4. Die Richtige Strategie
LJA 18.01.2010
Zitat von sysopTaliban-Kämpfer haben sich in der Hauptstadt stundenlang Gefechte mit Regierungstruppen geliefert. Die Attacke kurz vor der Afghanistan-Konferenz in London zeigt, wie heikel die Sicherheitslage ist. Und wie hilflos Präsident Karzai agiert. Was ist aktuell die richtige Strategie gegen die Taliban?
ist in solchen Fällen ganz klar: Gut zielen und Feuer frei ! Mal im Ernst. Wenn sich eine größere Gruppe von schwer bewaffneten, gut ausgebildeten, fanatischen und vermutlich von aussen gesteuerten Irren dazu entschließt, im Zentrum einer Großstadt ein Chaos anzurichten, dann werden sie das vermutlich auch schaffen. Sei es in Kabul, wie vor gar nicht langer Zeit in Mumbay oder vielleicht auch in Dortmund. Dabei sehen die Sicherheitskräfte immer schlecht aus, denn ihre Hauptaufgabe ist es, die Zivilbevölkerung zu schützen, während die Angreifer wild um sich schießen und bomben. In anderen Meldungen wurde darauf hingewiesen, dass es den Afghanischen Regierungseinheiten weitgehend ohne Unterstützung der ISAF-Truppen gelungen ist, den Angriff abzuwehren. Aber so etwas passte natürlich nicht in die bei uns populäre "Nichts-ist-gut-in-Afghanistan" Sicht. Vermutlich werden sich bald schon die ersten Foristen zu Wort melden, die wieder belegen wollen, dass das alles ja nur die Taten moslemischer Freiheitskämpfer als Antwort auf die westliche Aggression sind und wir deshalb sofort von da abziehen müssten. Die kranke Ideologie, die hinter einer solchen Attacke steckt, wird in unserem Bemühen, für alle Fehlentwicklungen in der Welt die Schuld grundsätzlich bei uns selbst zu suchen, gar nicht mehr hinterfragt.
5.
PeaceNow 18.01.2010
Zitat von LJAist in solchen Fällen ganz klar: Gut zielen und Feuer frei ! Mal im Ernst. Wenn sich eine größere Gruppe von schwer bewaffneten, gut ausgebildeten, fanatischen und vermutlich von aussen gesteuerten Irren dazu entschließt, im Zentrum einer Großstadt ein Chaos anzurichten, dann werden sie das vermutlich auch schaffen. Sei es in Kabul, wie vor gar nicht langer Zeit in Mumbay oder vielleicht auch in Dortmund. Dabei sehen die Sicherheitskräfte immer schlecht aus, denn ihre Hauptaufgabe ist es, die Zivilbevölkerung zu schützen, während die Angreifer wild um sich schießen und bomben. In anderen Meldungen wurde darauf hingewiesen, dass es den Afghanischen Regierungseinheiten weitgehend ohne Unterstützung der ISAF-Truppen gelungen ist, den Angriff abzuwehren. Aber so etwas passte natürlich nicht in die bei uns populäre "Nichts-ist-gut-in-Afghanistan" Sicht. Vermutlich werden sich bald schon die ersten Foristen zu Wort melden, die wieder belegen wollen, dass das alles ja nur die Taten moslemischer Freiheitskämpfer als Antwort auf die westliche Aggression sind und wir deshalb sofort von da abziehen müssten. Die kranke Ideologie, die hinter einer solchen Attacke steckt, wird in unserem Bemühen, für alle Fehlentwicklungen in der Welt die Schuld grundsätzlich bei uns selbst zu suchen, gar nicht mehr hinterfragt.

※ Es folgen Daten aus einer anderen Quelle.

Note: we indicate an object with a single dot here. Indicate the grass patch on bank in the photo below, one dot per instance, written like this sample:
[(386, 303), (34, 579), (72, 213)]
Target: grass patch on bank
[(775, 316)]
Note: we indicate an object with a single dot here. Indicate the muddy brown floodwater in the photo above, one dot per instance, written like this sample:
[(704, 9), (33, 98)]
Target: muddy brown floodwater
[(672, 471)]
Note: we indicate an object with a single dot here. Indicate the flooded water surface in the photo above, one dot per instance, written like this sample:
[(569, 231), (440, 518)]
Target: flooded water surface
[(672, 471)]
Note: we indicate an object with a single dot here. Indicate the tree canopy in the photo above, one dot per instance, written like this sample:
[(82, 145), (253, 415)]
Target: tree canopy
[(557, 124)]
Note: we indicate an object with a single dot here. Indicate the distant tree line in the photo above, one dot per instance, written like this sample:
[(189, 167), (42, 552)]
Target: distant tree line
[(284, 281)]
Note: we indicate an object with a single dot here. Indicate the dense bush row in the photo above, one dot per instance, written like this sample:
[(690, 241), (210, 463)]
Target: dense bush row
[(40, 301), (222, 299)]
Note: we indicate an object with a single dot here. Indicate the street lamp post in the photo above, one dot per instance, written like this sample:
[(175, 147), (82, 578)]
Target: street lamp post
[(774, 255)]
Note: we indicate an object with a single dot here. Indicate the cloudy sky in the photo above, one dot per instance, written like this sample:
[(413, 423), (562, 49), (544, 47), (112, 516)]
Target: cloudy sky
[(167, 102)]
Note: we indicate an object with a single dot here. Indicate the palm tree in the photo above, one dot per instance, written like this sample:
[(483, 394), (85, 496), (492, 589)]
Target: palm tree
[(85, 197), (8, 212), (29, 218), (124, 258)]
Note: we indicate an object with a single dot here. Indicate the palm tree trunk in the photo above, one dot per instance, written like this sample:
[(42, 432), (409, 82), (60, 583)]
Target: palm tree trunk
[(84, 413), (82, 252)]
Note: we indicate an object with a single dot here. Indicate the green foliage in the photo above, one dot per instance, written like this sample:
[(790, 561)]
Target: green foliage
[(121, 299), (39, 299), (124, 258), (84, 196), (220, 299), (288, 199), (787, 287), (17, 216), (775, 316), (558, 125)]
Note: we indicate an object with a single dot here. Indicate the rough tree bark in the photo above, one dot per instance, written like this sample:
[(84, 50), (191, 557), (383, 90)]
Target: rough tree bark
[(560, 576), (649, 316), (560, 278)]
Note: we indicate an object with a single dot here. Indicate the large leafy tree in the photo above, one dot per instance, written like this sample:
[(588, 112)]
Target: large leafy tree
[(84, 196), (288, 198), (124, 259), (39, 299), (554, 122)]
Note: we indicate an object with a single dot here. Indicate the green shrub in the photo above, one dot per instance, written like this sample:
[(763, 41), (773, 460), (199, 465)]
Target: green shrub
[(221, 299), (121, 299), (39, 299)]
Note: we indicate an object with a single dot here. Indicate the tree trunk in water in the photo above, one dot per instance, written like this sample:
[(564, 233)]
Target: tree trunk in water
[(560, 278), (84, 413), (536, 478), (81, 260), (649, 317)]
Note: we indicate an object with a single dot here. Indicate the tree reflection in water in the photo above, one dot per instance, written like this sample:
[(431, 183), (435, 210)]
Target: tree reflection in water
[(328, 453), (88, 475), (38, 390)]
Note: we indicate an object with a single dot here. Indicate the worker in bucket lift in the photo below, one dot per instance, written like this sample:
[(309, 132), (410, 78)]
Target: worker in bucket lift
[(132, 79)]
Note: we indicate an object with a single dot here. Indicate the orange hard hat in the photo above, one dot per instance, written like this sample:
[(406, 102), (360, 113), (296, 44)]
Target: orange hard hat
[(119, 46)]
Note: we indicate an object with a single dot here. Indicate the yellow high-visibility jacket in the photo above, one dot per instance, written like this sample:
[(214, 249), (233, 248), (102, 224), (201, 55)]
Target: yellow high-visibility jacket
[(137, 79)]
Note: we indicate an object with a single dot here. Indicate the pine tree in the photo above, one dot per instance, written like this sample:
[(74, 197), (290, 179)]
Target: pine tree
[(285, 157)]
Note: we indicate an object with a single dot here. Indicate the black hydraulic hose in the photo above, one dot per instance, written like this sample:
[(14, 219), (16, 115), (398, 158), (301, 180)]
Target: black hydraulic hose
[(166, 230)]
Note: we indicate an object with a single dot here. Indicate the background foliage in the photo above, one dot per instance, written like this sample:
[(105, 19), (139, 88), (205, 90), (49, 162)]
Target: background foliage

LOL Die Rede ist je nach Quelle von 7 bis max. 20 Taliban Kämpfern und obwohl in und um Kabul tausende Regierungssoldaten, US Soldaten, ISAF und Afg. Polizei stationiert sind, haben diese handvoll Taliban große Schäden angerichtet, Chaos verursacht und stundenlange Gefechte geliefert. Eine Blamage und ein Fiasko auf ganzer Linie für die Regierungsseite und mehrere Quellen bestätigen das ISAF Truppen zur Hilfe gekommen sind, erst dann bekam man die Lage in den Griff. Man stelle sich vor was passieren würde wenn nicht 7-20, sondern mehrere hundert Taliban mal auf einmal loschlagen. Da stelklt man sich doch die Frage wohin die bisher rd. 40 Mrd. US$ geflossen sind in Afghanistan?.